Despite official denials by the Swedish government, the article presents evidence that Sweden is being wracked by violent crime issues related to a massive influx of refugees.
In a period of two weeks earlier this year, five explosions took place in the country. It’s not unusual these days — Swedes have grown accustomed to headlines of violent crime, witness intimidation and gangland executions. In a country long renowned for its safety, voters cite “law and order” as the most important issue ahead of the general election in September.
The topic of crime is sensitive, however, and debate about the issue in the consensus-oriented Scandinavian society is restricted by taboos.
The picture is pretty bleak.
Gang-related gun murders, now mainly a phenomenon among men with immigrant backgrounds in the country’s parallel societies, increased from 4 per year in the early 1990s to around 40 last year. Because of this, Sweden has gone from being a low-crime country to having homicide rates significantly above the Western European average. Social unrest, with car torchings, attacks on first responders and even riots, is a recurring phenomenon.

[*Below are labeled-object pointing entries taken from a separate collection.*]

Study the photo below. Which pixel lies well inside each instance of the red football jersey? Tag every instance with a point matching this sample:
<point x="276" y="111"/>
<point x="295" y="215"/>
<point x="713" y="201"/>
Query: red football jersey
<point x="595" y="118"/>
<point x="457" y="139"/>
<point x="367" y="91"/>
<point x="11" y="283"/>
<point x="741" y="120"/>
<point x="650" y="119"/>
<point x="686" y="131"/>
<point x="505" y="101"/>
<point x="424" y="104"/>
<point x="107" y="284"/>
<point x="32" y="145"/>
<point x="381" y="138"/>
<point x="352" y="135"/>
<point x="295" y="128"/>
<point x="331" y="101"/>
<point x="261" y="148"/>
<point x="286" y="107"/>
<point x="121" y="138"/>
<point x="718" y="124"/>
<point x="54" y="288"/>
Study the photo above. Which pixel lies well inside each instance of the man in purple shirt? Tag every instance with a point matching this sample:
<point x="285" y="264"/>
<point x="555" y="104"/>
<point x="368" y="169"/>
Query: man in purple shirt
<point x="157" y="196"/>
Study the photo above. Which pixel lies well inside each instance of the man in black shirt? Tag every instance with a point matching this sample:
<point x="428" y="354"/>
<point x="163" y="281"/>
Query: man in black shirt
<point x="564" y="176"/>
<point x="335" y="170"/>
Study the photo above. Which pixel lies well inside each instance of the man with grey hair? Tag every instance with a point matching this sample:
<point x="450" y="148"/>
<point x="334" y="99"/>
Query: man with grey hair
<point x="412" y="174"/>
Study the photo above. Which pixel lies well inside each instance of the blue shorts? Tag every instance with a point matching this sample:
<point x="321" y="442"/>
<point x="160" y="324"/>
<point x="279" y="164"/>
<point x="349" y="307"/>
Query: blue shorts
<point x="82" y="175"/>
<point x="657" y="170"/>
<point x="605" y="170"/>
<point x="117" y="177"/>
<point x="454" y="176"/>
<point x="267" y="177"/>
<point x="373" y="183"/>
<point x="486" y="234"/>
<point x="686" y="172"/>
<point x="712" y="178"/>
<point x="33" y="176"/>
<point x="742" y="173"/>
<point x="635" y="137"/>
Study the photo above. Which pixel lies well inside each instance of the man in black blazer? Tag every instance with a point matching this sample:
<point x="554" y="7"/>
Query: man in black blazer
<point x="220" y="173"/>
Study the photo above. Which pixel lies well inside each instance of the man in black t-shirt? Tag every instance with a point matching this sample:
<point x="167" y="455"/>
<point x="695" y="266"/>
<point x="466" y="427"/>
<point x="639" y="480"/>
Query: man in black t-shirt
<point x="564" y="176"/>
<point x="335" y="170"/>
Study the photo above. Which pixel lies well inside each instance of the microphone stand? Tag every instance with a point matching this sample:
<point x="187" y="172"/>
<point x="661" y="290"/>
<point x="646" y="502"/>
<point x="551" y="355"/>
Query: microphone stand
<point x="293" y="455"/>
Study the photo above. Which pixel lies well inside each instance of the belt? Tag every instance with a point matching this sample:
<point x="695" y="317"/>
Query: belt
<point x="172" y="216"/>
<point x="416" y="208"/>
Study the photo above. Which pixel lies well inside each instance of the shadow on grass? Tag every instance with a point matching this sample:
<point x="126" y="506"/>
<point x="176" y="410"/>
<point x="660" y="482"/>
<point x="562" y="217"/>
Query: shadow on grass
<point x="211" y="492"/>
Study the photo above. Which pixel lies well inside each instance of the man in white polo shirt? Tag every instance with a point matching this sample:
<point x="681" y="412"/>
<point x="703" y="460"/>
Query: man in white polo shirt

Shootings in the country have become so common that they don’t make top headlines anymore, unless they are spectacular or lead to fatalities. News of attacks are quickly replaced with headlines about sports events and celebrities, as readers have become desensitized to the violence. A generation ago, bombings against the police and riots were extremely rare events. Today, reading about such incidents is considered part of daily life.
The rising levels of violence have not gone unnoticed by Sweden’s Scandinavian neighbors. Norwegians commonly use the phrase “Swedish conditions” to describe crime and social unrest. The view from Denmark was made clear when former President of NATO and Danish Prime Minister Anders Fogh Rasmussen said in an interview on Swedish TV: “I often use Sweden as a deterring example.”
So just how does the Swedish government plan to react to this “violent reality”? In typical Progressive fashion–with a PR campaign claiming it ain’t so!
In response, the Swedish government has launched an international campaign for “the image of Sweden” playing down the rise in crime, both in its media strategy and through tax-funded PR campaigns. During a visit to the White House in March, Sweden’s Prime Minister Stefan Löfven admitted that his country has problems with crime and specifically shootings, but denied the existence of no-go zones. Sweden’s education minister, Gustav Fridolin, traveled to Hungary last week with the same message.
But the reality is different for those on the ground: The head of the paramedics’ union Ambulansförbundet, Gordon Grattidge, and his predecessor Henrik Johansson recently told me in an interview that some neighborhoods are definitely no-go for ambulance drivers — at least without police protection.